Train your own neural network for Forecat-OmegaT

This section describes a simplified step-by-step guide to train the neural network to be used in Forecat-OmegaT:

  1. Run Forecat using the following parameters:
java -jar forecat.jar -l -e A -S pn -d n -sl 4 -s eng -t kaz -is eng.txt -it kaz.txt -o out.dat -featuresWinning features.fann -FANNstyle
  • -l: to use basic selection
  • -e A: to use a local instalation of apertium.
  • -S cp: sorting method; the sorting method is irrelevant as the order of the suggestions is not used during the training and all the compatible ones will be shown.
  • -sl 4: use subsegments up to length 4,.
  • -s SL: source language.
  • -t TL: target language.
  • -is /path/to/source\_corpus: path to a file containing segments in source language.
  • -it /path/to/target\_corpus: path to a file containing segments in target language; the system will use this sentences as reference for classifying the suggestions.
  • -o /output/file: a file with different data and stats of the automatic evaluation. This file will be overwritten if it exists. The last lines of this file have the average and standard deviation values needed to correctly configure the plugin.
  • -featuresWinning /output/winningFeatures: events file with all the events; the winning events get classified as 1, the rest as 0.
  • -featuresViable /output/viableFeatures: events file with all the events; the viable events get classified as 1, the rest as 0.
  • -FANNstyle: This parameter makes the events file follow the FANN format. If not included, the output files will have Weka's ARFF file format.
  1. Using the events file, train a FANN neural network.
  • Download, compile and install FANN
  • Follow the instructions in FANN folder to compile train.c.
  • Extract a training and development set from each event file following FANN's format. For example, use the first 90% events as training and the remaining 10% as development.
  • Train the neural network using either the viable or winning events file; during the experiments carried out by the authors, it was found that there is little difference between the performance of the networks; therefore, it is recommended, but not mandatory, to train different networks with each and keep the one that minimizes the mean squared error (MSE). To train the network, use the following parameters:
./train trainingData devData netOut inputN hiddenN learningRate maxDrift seed maxTime}
  • trainingData: a FANN events file with the training data.
  • devData: a FANN events file with the development data.
  • netFile: the file where the neural network will be written to.
  • inputN: number of input units. It has to match the number of features in each event: in this case, 79.
  • hiddenN: number of hidden units; the authors found 128 is a good value for this parameter.

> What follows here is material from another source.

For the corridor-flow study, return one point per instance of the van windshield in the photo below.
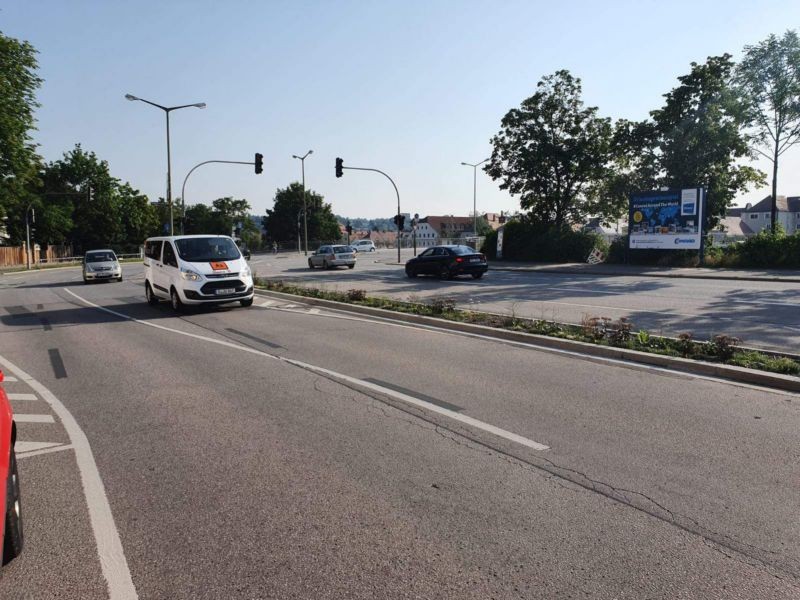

  • learningRate: the learning rate; the authors found 0.001 is a good value for this parameter.
  • maxDrift: if more than maxDrift sequential epochs fail to improve the MSR, then the training procedure ends, and the weights of the network with the minimum MSR are printed to netFile.
  • seed: a seed to randomly initialize the network weights; it is recommended to train different neural networks with different seeds and keep the one that obtains the minimum MSR, but this could be an expensive procedure, and the differences are minute. Therefore, it is recommended to train at least 2 networks with different seeds in case one gets trapped in local minima.
  • maxTime: if the training procedure takes longer than maxTime seconds, the training procedure will finalize as soon as the current epoch is computed.
  1. The neural network obtained in step 2 (in the file netFile) can be used for Forecat-OmegaT, along with the average and standard deviation values at the end of output/file, obtained during the step 1.